On Friday morning, during worship time at New Room 2025, a phrase was spoken or sung about “raising up an army” or “rising up like an army”. It seemed like a call to action for people who will be obedient to do God’s will. Immediately afterward, it seemed, David Thomas went into an introduction of a new film by Seedbed.com about an event that had come to light that had occurred the night before the beginning of the Asbury “Outpouring” in February 2023. It was a gathering of people who had been sensitized to a discovery of old documents in the county courthouse detailing property transactions involving slaves. The group had gathered for a “witnessing circle” to recognize and honor in prayers of lament and long delayed celebration for the lives of those who had lived in slavery….many born into it.. men, women, infants, children. I could not watch the film. Instead, I found my heart wrenched by the story of this event having occurred the night before the Asbury Outpouring’s beginning. I could not watch it because my heart has been burdened by racial division since at least age 9, 1963. As a native Alabaman from the same hometown at George Wallace, I was sensitized and repulsed by the depth of racial bigotry and racial enmity. Over the years I observed its outward unfolding in my generation. It is at least as bad as it’s ever been, if not worse now, it seems, though often less overtly so, than I have known. And my heart is more burdened now than ever…and that’s saying a lot, as people who know me well could attest.
A pastor friend decades ago was removed from his congregation because he dared to preach the true biblical call for racial reconciliation in Selma, AL. A few years later he found himself compelled to leave vocational ministry altogether rather than compromise with denominational and congregational rejection of biblical truths, their refusal to hear the truth to call sin what it is, but having episcopal leadership demanding accommodation, while he called for repentance and forgiveness.
As Friday morning unfolded toward a presentation, New Room’s sense of being called to be intentional in taking on the issue of spiritual conflict resolution in the arena of racial division seemed a natural progression as that “witnessing circle” seems to have been an act that preceded and perhaps revealed the Lord’s heart as the Asbury Outpouring began the next morning in that same community.
I had to leave before the final speaker’s presentation to deliver people to the airport. When I returned to pick up another person for the airport, the event was over. Commissioning and anointing with oil was done. People lingered visiting.
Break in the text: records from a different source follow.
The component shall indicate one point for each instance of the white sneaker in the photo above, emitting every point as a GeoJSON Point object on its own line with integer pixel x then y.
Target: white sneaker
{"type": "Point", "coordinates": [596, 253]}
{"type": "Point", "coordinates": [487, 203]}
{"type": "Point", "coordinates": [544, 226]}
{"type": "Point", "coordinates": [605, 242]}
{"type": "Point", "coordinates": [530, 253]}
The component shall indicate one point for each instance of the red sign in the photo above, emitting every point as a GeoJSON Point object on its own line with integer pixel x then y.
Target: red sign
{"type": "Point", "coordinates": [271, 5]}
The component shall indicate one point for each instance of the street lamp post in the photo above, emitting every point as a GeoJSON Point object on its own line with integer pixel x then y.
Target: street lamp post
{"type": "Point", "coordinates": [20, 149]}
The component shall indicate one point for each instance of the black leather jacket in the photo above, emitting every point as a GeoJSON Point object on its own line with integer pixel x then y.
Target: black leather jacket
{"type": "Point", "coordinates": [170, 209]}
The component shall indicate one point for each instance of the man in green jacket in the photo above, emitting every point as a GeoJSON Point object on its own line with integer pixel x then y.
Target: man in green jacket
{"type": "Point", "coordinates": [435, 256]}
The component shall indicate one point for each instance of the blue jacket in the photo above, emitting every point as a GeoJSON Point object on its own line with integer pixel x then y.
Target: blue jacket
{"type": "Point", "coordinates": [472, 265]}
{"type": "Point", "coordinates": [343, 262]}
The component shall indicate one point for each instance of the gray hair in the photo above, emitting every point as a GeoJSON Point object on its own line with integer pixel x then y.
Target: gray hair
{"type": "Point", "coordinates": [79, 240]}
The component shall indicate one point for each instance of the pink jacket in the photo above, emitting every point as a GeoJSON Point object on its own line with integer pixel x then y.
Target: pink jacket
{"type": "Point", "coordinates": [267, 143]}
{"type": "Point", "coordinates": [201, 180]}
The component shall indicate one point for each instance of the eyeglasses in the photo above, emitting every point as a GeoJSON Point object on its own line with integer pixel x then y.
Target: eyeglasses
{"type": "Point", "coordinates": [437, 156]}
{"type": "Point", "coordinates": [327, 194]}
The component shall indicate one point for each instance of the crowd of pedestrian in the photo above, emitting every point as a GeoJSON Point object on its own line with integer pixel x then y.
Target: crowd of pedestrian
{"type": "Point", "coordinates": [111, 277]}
I looked around to find someone with the red lanyard on the prayer team to pray with me and anoint me for going forth. I went over to a young man engaged in college ministry. I told him about my hope of the move toward the next generation being a healing force in racial division. I shared with him my experience from the New Room conference in 2023 in Houston about which I had written in this regard, recognizing the need more acutely than in recent years. I expressed my hope that racial reconciliation is coming, whether I live to see it or not considering all I’ve seen in my lifetime. He shared his own heart, and personal family experience, being from Mississippi. Here were two generations whose hearts have long been stirred to desire this. Dare we hope now that it can be a reality? I told him that I, at 71, have lived with this pain all my life and have wondered what more I could do. I told him I felt like a Hannah dropping a beloved, long/desired child at a temple altar to be trained up by a priest, to raise up a prophet to move it forward. He bent down in tears and didn’t speak for a few minutes. Then he said he’s been praying to be like a Samuel, called to anoint and equip Davids for a formidable battle in this very cause. I told him I have not known if I was midwifing a generation that would take up the cause of Christ or a hospice nurse to bring a dying generation’s meager efforts to its grave.
He anointed me. We prayed, exchanged contact information and parted ways. Seeing the way God is at work in younger generations, I am heartened for the world now being led by my children and grandchildren’s generations and into which my great-children will grow up. Thank you, Precious Lord, for the continued evidence of the redemptive red thread of your will at work around me in new and fresh ways.